Бочкин принял роту, других офицеров не было. Как раз в это время немцы перешли вторично в атаку. Дело доходило до гранат. Солдаты, черные от грязи, в криво сдвинутых набок фуражках, с перекошенными лицами, дышали, как выброшенные на песок рыбы, стреляли, натыкались друг на друга, иногда падали с коротким вздохом. Бочкин бегал по окопу, следил за «питанием патронами», исправлял задержку в пулемете, охрип от криков. В трубке полевого телефона пел более страшный, чем немецкие атаки, голос:
– Голубчик, держитесь! Скоро сменю…
Немцы дошли до проволочных заграждений и там залегли. Кое-где валялись их распластанные трупы. Бочкину не было страшно, только сердце сжимала невыразимая тоска, и, может быть, это и был страх.

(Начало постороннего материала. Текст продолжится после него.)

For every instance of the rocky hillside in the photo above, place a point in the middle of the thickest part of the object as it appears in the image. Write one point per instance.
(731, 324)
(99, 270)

Казалось, что ничего не было в мире, кроме этого кусочка поля, болотца и корявых кольев заграждений, грохота и трескотни. Но положение было ясным, как день, – нужно было уничтожить людей в серых мундирах, залегших перед окопами.
Вечером, воспользовавшись темнотой, немцы уползли к себе. Опять возобновился обстрел. Осколком одного из снарядов Бочкину пробило ступню. Точно ударило раскаленной палкой. Боли не было никакой, но он свалился, как подкошенный. Солдаты на шинели потащили прапорщика на перевязочный пункт, находившийся в овраге.
Когда фельдшер разрезал сапог и перевязал рану, Бочкин потребовал, чтобы его отнесли назад в окопы. Он не хотел покидать в тяжелую минуту остатки своей роты. Там уже опять начиналась перестрелка и таканье пулеметов. Гигант фельдфебель встретил его с кривой улыбкой:
– Ваше благородие, да как же вы с ногой-то…
В ту же ночь прапорщик был убит шальной пулей, а спустя час пришла смена – наполовину поредевшие роты сменил первый батальон.
Имя прапорщика Бочкина было напечатано в газетах.
У него было мужественное сердце, как у многих других. Едва покинув школьную скамью, они становились мужами. Их мужеству позавидовали бы те римляне, дела и стихи которых в свое время доставили им столько хлопот. Буря разметала дубовые листки.